When collectors start disappearing one by one, Watanuki and Dōmeki penetrate the depths of the mansion. Browsing through a variety of collections in the rooms of the mansion, among them a room full of barbed wire, a room full of chains, and a room full of masks, they find out that the captured collectors are kept in what looks like a collection of paintings. They are joined by Yūko to meet the Collector, a ghost-like entity who seeks to have the greatest collection of anything ever. The Collector summons apparitions against them, and Watanuki and Dōmeki have to fight them, while Ichihara confronts the Collector himself. When it seems that she has been captured by the Collector, she reveals the true reason of his desire to collect, an old promise made to a little girl a long time ago. The revelation makes the mansion disappear, and they appear outside of a much smaller house, where the Collector admiringly re-encounters the girl, now an old lady in a wheelchair, who was actually the woman who hired Yūko.

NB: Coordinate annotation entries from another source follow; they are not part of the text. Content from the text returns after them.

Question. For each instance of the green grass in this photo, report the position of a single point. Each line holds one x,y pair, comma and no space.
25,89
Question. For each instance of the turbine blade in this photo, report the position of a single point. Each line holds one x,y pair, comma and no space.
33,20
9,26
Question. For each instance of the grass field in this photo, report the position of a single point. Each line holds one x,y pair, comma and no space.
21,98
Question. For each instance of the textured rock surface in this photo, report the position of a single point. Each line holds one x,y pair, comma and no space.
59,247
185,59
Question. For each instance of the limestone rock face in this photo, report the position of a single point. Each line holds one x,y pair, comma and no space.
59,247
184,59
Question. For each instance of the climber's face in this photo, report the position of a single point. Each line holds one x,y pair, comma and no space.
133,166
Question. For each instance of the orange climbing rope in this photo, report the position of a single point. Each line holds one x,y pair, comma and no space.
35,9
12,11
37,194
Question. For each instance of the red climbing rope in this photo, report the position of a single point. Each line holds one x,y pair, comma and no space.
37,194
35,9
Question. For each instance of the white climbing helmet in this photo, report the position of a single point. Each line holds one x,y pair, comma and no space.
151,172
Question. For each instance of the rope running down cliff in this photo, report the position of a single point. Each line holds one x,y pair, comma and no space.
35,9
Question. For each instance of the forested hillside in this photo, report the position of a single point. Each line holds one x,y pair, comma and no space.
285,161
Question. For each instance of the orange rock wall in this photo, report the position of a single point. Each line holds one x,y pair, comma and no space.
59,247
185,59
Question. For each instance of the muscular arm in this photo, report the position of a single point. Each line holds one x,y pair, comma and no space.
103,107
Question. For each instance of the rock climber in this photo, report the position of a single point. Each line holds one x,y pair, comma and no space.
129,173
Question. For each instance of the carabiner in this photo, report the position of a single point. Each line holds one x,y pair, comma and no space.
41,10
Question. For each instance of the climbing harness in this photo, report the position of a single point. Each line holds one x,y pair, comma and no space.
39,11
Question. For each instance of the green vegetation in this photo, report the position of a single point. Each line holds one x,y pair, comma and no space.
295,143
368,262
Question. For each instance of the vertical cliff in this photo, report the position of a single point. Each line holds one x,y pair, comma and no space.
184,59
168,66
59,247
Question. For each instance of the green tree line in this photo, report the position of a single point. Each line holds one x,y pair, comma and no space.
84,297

With the curse dissipated and the collectors liberated, the trio move to a nearby resort, where Yūko also brings Himawari and Mokona. In the final scene, Syaoran and Sakura make an appeal to Yūko to free the Birdcage Kingdom from the darkness. Yūko helps by giving them the key that helped unlock the mansion.

==Casts==

| Character | Japanese voice actor | English voice actor |
|---|---|---|
| Kimihiro Watanuki | Jun Fukuyama | Todd Haberkorn |
| Yūko Ichihara | Sayaka Ohara | Colleen Clinkenbeard |
| Shizuka Dōmeki | Kazuya Nakai | J. Michael Tatum |
| Himawari Kunogi | Shizuka Itō | Cherami Leigh |
| Maru & Moro | Kazuko Kojima (Maru) Hisayo Mochizuki (Moro) | Leah Clark (Maru) Brina Palencia (Moro) |
| Black Mokona | Mika Kikuchi | Carrie Savage |
| Syaoran | Miyu Irino | Jason Liebrecht |
| Tomoyo | Maaya Sakamoto | Amber Cotton |
| House Spirit | Taiki Matsuno | – |
| Old Lady | Yoshiko Matsuo | Julie Erickson |

==Release==
===Japanese release===
The film was released in Japanese theaters on August 20, 2005, with the short film Tsubasa Reservoir Chronicle the Movie: The Princess in the Birdcage Kingdom as a double feature.

===English release===
The film was licensed by Funimation Entertainment in North America and released alongside the forty-minute anime film Tsubasa Reservoir Chronicle the Movie: The Princess in the Birdcage Kingdom. It was released with both Japanese and English. The Blu-ray has full 1080p high definition and AVC encoding. The audio is Dolby TrueHD with a 5.1 track for the English dub and a 2.0 track for the original Japanese version. The special features are some trailers, a recording montage, character artwork, background designs, and some video footage of the film's opening release in Japan. The back of the Tsubasa movie/xxxHolic movie combo DVD and Blu-ray Disc claims that it has over two hours of bonus features. There is a commentary from the original Japanese actors, actresses, and other staff.

==Reception==
N.S. Davidson of IGN said that the film is very original, clever, and long enough to get things accomplished. Todd Douglass Jr. of DVD Talk said that the film feels like an extended episode, but that it has better animation and a better story. The film was selected for the 2006 Annecy International Animated Film Festival alongside the films Wallace & Gromit: The Curse of the Were-Rabbit, Renaissance, Asterix and the Vikings, and Origin: Spirits of the Past.